For futher knowledge and a deep dive into this subject, see these two articles:
Harvard Review of Psychiatry: Children of Depressed Mothers
2: How does childhood neglect affect the caretakers ability to crate a healthy realtionship to his og hers own child?
Edward Tronick: It is well established that a parental history of neglect (or abuse) compromises the parents ability to parent. Most typically the child suffers emotionally and in ways that the parents were neglected. As a consequence the child’s developmental and psychiatric status is compromised and the child as parent engages in the same form of parenting as they experienced.
For much more depth and a whole lot of insights to this matter, See these articles:
Tronick: Emotions and emotional communication in infants – published inAmerican Psychologist_1989
Sravish, Tronick, Hollenstein & Beegly: Infant Behaviour and Development
Beeghly, Tronick: Early Resilience in the Context of Parent – Infant Relationship
SDiCorcia, Tronick: Neuroscience and Biobehavioral Review
3: In your international research, have you experienced any difference between childrens emotional connection to their caretakers dependent on country or culture? If so, how is that expressed and in your opinion, why is it so?
Edward Tronick: There are definite differences in attachment, sense of self and states of consciousness, including brain differences, associated with differences in culture and community that affect parent-child relationships. For example, Efe children raised in a face to face community in which they interact with multiple caretakers on a daily basis have secure relationships with many individuals and a fragility of their emotional regulatory system given the almost constant external regulatory support they receive compared to many typical American and European infants who are raised primarily by a single caretaker and have a singular attachment and a robust regulatory system because of the lack of constant external regulatory support which develops their self-regulatory capacity.
Much more on this subject in this article:
Culture Multiple caretaking of Efe (Pygmy) infants -_American Anthropologist_1987
4: Last but not least, could you please elborate on the still-face project?
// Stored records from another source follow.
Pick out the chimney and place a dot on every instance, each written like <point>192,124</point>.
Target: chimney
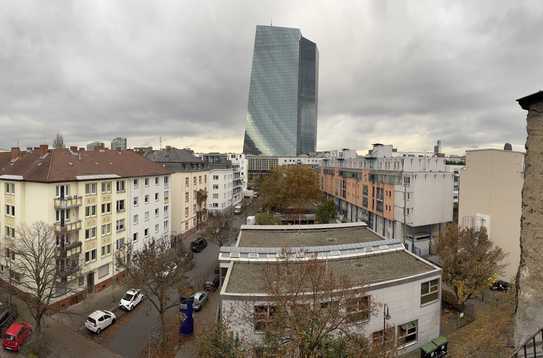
<point>15,152</point>
<point>44,149</point>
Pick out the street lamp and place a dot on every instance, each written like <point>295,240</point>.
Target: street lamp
<point>386,317</point>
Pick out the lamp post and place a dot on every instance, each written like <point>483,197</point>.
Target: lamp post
<point>386,317</point>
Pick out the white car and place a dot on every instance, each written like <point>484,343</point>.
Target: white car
<point>100,320</point>
<point>199,299</point>
<point>131,299</point>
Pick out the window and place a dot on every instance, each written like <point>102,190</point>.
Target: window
<point>263,316</point>
<point>90,210</point>
<point>90,189</point>
<point>106,208</point>
<point>429,291</point>
<point>407,333</point>
<point>10,210</point>
<point>10,188</point>
<point>358,309</point>
<point>120,186</point>
<point>106,187</point>
<point>120,225</point>
<point>90,233</point>
<point>120,206</point>
<point>63,190</point>
<point>106,229</point>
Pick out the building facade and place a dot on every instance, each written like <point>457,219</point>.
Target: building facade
<point>409,287</point>
<point>392,191</point>
<point>188,193</point>
<point>283,94</point>
<point>87,197</point>
<point>491,196</point>
<point>119,143</point>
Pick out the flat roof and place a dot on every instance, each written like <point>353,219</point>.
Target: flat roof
<point>305,235</point>
<point>249,277</point>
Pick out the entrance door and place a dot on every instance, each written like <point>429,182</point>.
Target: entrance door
<point>90,282</point>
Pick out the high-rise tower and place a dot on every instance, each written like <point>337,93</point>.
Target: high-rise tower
<point>283,94</point>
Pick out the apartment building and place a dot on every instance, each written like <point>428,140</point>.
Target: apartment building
<point>491,196</point>
<point>259,166</point>
<point>95,200</point>
<point>391,190</point>
<point>188,193</point>
<point>392,278</point>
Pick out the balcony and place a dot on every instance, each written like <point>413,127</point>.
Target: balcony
<point>68,226</point>
<point>68,202</point>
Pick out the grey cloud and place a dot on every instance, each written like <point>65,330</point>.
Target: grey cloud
<point>398,70</point>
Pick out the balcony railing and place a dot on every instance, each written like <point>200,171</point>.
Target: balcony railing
<point>532,348</point>
<point>68,226</point>
<point>68,202</point>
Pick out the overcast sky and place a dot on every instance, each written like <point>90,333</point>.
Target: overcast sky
<point>398,72</point>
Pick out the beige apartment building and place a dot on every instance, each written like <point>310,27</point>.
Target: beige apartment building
<point>189,187</point>
<point>88,197</point>
<point>490,196</point>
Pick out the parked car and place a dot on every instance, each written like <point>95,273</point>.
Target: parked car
<point>200,298</point>
<point>8,314</point>
<point>198,245</point>
<point>500,285</point>
<point>100,320</point>
<point>16,335</point>
<point>131,299</point>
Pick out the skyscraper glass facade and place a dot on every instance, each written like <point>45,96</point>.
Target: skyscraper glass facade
<point>283,94</point>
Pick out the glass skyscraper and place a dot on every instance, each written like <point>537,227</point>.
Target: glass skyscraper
<point>283,94</point>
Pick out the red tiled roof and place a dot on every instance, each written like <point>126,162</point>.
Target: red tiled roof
<point>59,165</point>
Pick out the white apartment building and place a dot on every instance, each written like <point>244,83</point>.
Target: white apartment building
<point>391,190</point>
<point>491,196</point>
<point>188,187</point>
<point>87,196</point>
<point>220,190</point>
<point>392,277</point>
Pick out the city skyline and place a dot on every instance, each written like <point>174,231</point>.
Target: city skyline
<point>388,74</point>
<point>283,93</point>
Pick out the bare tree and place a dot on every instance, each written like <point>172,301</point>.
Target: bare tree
<point>160,272</point>
<point>35,256</point>
<point>314,312</point>
<point>58,142</point>
<point>469,260</point>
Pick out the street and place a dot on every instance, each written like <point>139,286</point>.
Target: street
<point>131,333</point>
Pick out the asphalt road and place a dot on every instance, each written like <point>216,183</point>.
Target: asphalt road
<point>129,335</point>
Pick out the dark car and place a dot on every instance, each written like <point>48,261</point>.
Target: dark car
<point>198,245</point>
<point>8,314</point>
<point>500,286</point>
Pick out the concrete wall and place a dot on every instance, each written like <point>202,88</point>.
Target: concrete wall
<point>403,301</point>
<point>490,185</point>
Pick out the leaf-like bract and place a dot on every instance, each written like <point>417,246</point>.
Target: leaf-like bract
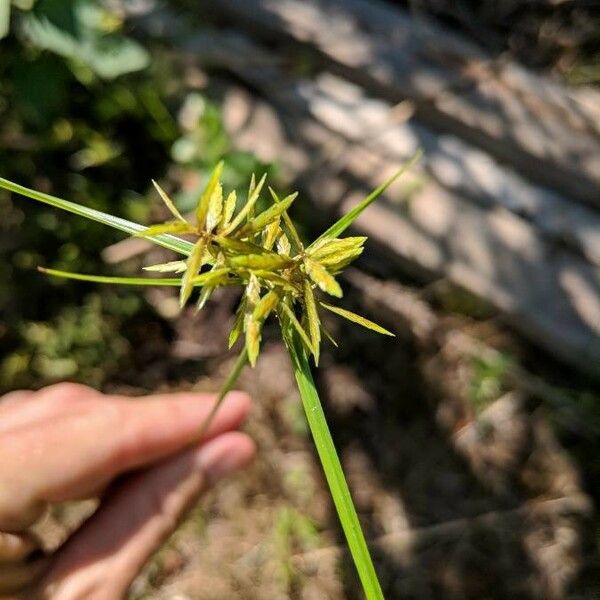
<point>207,195</point>
<point>261,261</point>
<point>174,266</point>
<point>111,280</point>
<point>166,241</point>
<point>253,328</point>
<point>228,209</point>
<point>238,323</point>
<point>233,245</point>
<point>283,245</point>
<point>322,278</point>
<point>169,227</point>
<point>252,198</point>
<point>215,208</point>
<point>265,306</point>
<point>267,216</point>
<point>347,314</point>
<point>312,316</point>
<point>344,222</point>
<point>289,313</point>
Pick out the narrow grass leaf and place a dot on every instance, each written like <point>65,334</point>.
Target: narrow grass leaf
<point>168,202</point>
<point>170,227</point>
<point>347,314</point>
<point>289,313</point>
<point>334,473</point>
<point>174,266</point>
<point>238,246</point>
<point>252,198</point>
<point>207,194</point>
<point>323,278</point>
<point>166,241</point>
<point>333,249</point>
<point>344,222</point>
<point>111,280</point>
<point>270,234</point>
<point>216,276</point>
<point>328,336</point>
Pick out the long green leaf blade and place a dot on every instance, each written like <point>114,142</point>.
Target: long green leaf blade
<point>111,280</point>
<point>166,241</point>
<point>333,471</point>
<point>344,222</point>
<point>168,202</point>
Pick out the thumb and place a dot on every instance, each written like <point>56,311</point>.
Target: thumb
<point>136,517</point>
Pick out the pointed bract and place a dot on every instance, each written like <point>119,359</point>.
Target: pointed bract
<point>207,194</point>
<point>322,278</point>
<point>215,208</point>
<point>347,314</point>
<point>312,316</point>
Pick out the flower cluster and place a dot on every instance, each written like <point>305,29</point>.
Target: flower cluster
<point>264,253</point>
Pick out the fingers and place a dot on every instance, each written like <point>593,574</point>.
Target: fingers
<point>74,447</point>
<point>21,561</point>
<point>137,518</point>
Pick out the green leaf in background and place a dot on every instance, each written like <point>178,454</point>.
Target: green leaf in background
<point>4,17</point>
<point>86,33</point>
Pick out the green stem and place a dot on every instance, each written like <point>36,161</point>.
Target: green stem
<point>227,386</point>
<point>334,473</point>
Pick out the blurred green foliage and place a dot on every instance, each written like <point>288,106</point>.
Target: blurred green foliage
<point>88,114</point>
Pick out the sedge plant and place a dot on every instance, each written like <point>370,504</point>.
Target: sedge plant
<point>280,277</point>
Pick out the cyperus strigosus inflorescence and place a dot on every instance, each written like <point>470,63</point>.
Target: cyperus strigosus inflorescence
<point>280,275</point>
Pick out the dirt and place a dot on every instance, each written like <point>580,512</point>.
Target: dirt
<point>456,502</point>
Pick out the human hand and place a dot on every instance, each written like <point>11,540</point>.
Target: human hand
<point>70,442</point>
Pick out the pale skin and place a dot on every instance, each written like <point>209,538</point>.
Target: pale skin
<point>140,456</point>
How has it evolved since its origin to this date?
Edward Tronick: The still-face at first radically shifted our understanding of the infant to the view that the infant is social, active and sensitive to emotional information. It demonstrated that a lack of regulatory input from a caregiver led to a disruption in the infants emotional and physiological regulation such that the regulatory failure served to disrupt the infant’s capacity to successfully make meaning about their safety and more active relation to the world. It clearly showed that the infant was an open dynamic biological system with the goal of gaining information to maintain and increase its complexity and coherence as a system. In recent work the functioning of the infant during the SF and reunion episodes has been used to predict differences in child outcome and to reveal underlying physiologic, genetic and epigenetic mechanisms.